- Born: Sieni Tiana Leo'o Olo 1996 (age 29–30) Māngere, New Zealand
- Occupations: Actress; comedian;

= Sieni Leo'o Olo =

New Zealand comedian and actor

Sieni Tiana Leo'o Olo (also known as Bubbah Olo or Bubbah) is a Samoan–New Zealand actress and comedian. She is "Tina from Turners" in the advertisements of Turners Automotive Group.

==Early life==
Leo'o Olo is from a self-described "huge" family. She was raised in Māngere, a suburb of Auckland. Her nickname comes from her family Leo'o Olo has the same name as her grandmother, so they called her Bubbah to tell them apart. "They called me that because when I was born I was a little bubbah," she explained.

==Career==
In 2012, when Leo'o Olo was sixteen, she joined the Massive Theatre Company, which started her path to acting. She was part of an ensemble that traveled in 2016 to Stirling, Scotland to present their play The Island. She appeared in Massive Theatre Company's play Chance To Ignite in 2017.

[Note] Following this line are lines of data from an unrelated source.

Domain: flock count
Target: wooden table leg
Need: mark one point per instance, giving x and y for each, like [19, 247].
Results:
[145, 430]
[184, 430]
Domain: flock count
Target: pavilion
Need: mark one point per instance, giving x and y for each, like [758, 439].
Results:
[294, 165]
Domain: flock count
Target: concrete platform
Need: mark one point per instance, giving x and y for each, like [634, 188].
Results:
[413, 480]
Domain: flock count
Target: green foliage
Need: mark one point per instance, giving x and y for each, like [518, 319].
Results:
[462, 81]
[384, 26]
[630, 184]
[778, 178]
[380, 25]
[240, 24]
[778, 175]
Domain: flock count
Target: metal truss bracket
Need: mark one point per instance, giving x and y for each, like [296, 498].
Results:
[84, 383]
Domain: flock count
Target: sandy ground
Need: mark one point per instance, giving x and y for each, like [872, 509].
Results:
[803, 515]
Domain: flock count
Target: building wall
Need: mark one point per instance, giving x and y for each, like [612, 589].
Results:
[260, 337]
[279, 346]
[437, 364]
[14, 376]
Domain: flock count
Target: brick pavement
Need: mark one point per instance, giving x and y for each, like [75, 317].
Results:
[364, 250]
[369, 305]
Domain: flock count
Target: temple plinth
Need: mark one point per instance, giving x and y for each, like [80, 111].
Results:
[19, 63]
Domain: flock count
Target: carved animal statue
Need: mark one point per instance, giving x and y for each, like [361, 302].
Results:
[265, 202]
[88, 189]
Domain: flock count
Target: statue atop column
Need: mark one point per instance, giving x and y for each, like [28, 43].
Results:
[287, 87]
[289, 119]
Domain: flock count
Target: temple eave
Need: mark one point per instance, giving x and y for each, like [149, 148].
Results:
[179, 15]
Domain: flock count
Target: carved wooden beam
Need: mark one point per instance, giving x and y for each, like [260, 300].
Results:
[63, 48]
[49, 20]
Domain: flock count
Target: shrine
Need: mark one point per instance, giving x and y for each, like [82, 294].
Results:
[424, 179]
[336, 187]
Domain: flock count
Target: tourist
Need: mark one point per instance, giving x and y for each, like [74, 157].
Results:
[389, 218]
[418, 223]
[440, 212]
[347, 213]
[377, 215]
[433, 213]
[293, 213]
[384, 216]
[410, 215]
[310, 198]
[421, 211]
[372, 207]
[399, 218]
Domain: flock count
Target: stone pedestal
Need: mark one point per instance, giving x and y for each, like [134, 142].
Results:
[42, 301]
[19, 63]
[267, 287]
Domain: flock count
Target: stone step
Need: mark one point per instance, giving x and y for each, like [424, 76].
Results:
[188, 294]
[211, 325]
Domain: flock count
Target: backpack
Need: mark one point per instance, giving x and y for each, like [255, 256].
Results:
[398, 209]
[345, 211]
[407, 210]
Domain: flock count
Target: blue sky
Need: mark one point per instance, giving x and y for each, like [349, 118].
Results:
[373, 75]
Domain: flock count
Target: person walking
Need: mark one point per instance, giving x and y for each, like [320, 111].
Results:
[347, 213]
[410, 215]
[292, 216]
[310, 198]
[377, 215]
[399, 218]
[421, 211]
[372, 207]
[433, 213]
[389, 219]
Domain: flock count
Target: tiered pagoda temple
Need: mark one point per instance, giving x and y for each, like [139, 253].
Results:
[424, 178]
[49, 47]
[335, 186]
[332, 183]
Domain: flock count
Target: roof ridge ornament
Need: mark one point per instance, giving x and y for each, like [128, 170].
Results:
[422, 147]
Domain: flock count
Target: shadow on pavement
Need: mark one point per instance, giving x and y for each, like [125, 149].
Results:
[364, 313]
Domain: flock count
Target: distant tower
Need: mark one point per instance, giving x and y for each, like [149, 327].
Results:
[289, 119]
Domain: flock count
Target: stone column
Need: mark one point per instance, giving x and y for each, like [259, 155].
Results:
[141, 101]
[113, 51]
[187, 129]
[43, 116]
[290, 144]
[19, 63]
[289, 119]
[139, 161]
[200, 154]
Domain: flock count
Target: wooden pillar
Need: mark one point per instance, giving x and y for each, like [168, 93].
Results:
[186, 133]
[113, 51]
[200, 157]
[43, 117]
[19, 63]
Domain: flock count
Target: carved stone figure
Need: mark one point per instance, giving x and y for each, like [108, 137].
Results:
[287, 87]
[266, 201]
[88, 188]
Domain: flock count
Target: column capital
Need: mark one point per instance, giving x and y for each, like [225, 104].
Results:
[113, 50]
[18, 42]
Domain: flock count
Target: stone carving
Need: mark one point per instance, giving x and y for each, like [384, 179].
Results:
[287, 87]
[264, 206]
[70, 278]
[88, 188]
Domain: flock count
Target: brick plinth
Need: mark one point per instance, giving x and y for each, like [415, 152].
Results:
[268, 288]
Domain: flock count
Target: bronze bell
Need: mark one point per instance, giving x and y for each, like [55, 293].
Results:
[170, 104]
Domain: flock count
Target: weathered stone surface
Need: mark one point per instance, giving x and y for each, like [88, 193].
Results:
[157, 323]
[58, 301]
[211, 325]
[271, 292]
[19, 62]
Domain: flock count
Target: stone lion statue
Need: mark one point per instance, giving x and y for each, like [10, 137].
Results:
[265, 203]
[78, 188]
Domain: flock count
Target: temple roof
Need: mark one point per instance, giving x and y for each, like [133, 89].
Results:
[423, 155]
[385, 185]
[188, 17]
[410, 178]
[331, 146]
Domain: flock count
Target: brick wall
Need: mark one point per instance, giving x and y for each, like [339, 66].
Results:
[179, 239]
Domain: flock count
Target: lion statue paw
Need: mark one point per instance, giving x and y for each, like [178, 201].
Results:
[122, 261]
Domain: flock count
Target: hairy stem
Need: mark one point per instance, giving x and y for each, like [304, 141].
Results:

Leo'o Olo performed her show The Family Disappointment in 2018. In 2020, she wrote a show called My Ode To South Auckland and performed it in her backyard. She performed the show Catch You Up at the 2021 New Zealand International Comedy Festival.

Leo'o Olo was in the film Mama's Music Box, and on television she has appeared in SIS, Double Parked, Duckrockers, 7 Days, and Guy Montgomery's Guy Mont-Spelling Bee. She also portrayed "Tina from Turners" in a 2023 ad campaign for Turners Automotive Group.

She appeared in the fourth series of Taskmaster NZ in 2023 where she got a tattoo of the other four contestants as part of a task for the show. She began an internship writing for Shortland Street in late 2023. She was a contestant on Celebrity Treasure Island 2024, and in 2025 she co-hosted the three-part television documentary Don't.

Leo'o Olo relocated to Samoa in mid-2025.

She is inspired by Eddie Murphy and Patrice O'Neal.